Peak oil is of more than academic interest, since strong belief that the world is facing an inevitable decline in oil production has informed the capital spending budgets of all the major oil companies for the past generation. For them, the present situation of abundant supply at around $50 – $60 a barrel was unthinkable. As a result, the majors have poured billions and billions of dollars into locating very high-cost hazardous-environment oil prospects that may now be not economically viable.
What happens now?
My mind keeps going back to the late 1990s and the mad rush to lay fiber optic cable around the world to support the internet. Corning and a few Asian suppliers made the highest-quality glass cable. Global Crossing and others spent immense amounts of money as they raced to complete undersea cables to connect the US to the rest of the world. Internet traffic was expanding at such a fantastic rate that, in these firms’ minds, the fact that a whole bunch of firms were all doing so made no difference.
In hindsight, a key assumption these companies all made was that each optic fiber in a cable would be able to handle only one transmission at a time.
Then came dense wavelength division multiplexing. DWDM amounted to putting a prism at each end of a fiber, breaking the light into a number of different wavelengths and sending a separate communication over each wavelength. First it was two wavelengths, then four, then 256…
Suddenly the looming fiber optic shortage was an actual fiber optic glut.
What happened beak then? The fiber optic cable business fell apart. So too equipment suppliers like JDS Uniphase. The most aggressive fiber optic cable layers went into bankruptcy.
I’ve been thinking that it’s time to poke around in the wreckage of smaller US oil exploration firms, although I suspect we may not see oil price lows until the end of the winter heating season (assuming there is one) next February. But I also continue to think that the DWDM analogy is a reasonable one. It suggests that there’s still lots of trouble ahead for the biggest and best-known names in the oil industry.
I think you are right regarding the analogy to DWDM. Given time and money, human ingenuity is a better bet than constrained resources.

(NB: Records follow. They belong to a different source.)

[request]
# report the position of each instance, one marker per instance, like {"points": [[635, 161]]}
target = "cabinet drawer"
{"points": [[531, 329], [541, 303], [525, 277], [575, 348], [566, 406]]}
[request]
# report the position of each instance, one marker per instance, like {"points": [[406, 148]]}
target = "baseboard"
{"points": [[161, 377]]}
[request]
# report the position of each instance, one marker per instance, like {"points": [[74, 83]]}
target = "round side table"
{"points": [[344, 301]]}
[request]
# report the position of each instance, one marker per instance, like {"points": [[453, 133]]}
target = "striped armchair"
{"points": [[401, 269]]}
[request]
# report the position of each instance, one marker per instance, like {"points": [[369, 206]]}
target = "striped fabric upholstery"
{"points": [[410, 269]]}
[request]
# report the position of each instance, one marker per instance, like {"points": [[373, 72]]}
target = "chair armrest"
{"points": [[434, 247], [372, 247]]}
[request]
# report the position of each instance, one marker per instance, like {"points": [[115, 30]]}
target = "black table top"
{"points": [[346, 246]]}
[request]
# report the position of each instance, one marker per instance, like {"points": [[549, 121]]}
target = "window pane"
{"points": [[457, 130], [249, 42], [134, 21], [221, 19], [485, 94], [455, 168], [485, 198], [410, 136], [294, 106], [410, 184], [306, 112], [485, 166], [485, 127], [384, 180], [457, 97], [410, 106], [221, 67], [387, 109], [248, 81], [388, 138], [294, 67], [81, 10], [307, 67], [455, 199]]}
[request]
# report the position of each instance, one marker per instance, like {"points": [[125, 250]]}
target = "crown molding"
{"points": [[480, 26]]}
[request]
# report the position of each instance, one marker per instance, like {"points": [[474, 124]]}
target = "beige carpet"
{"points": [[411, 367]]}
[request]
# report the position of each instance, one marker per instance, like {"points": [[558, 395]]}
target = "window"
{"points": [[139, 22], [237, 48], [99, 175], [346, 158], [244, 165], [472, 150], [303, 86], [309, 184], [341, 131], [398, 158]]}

The constrained resource play can work, but not over extended periods of time. Twelve years ago, two to three decades of low investment in resources and energy was just coming to an end as Asian consumption was ramping. But a decade of high prices (I think) solved the constrained resource problem, at least for a decade or two. Hubble’s basic assertion about hitting a peak (when we are halfway through the resource) will inevitably come true, but like hitting peak whale oil (or peak coal?), it may not matter when it happens because we will have moved-on to better fuel sources (solar, wind, geothermal). For example, all one has to do is drill down 10k- 15k feet or so to hit an unlimited heat source – combined with superconductors, this could be used to boil water / generate steam and drive turbines.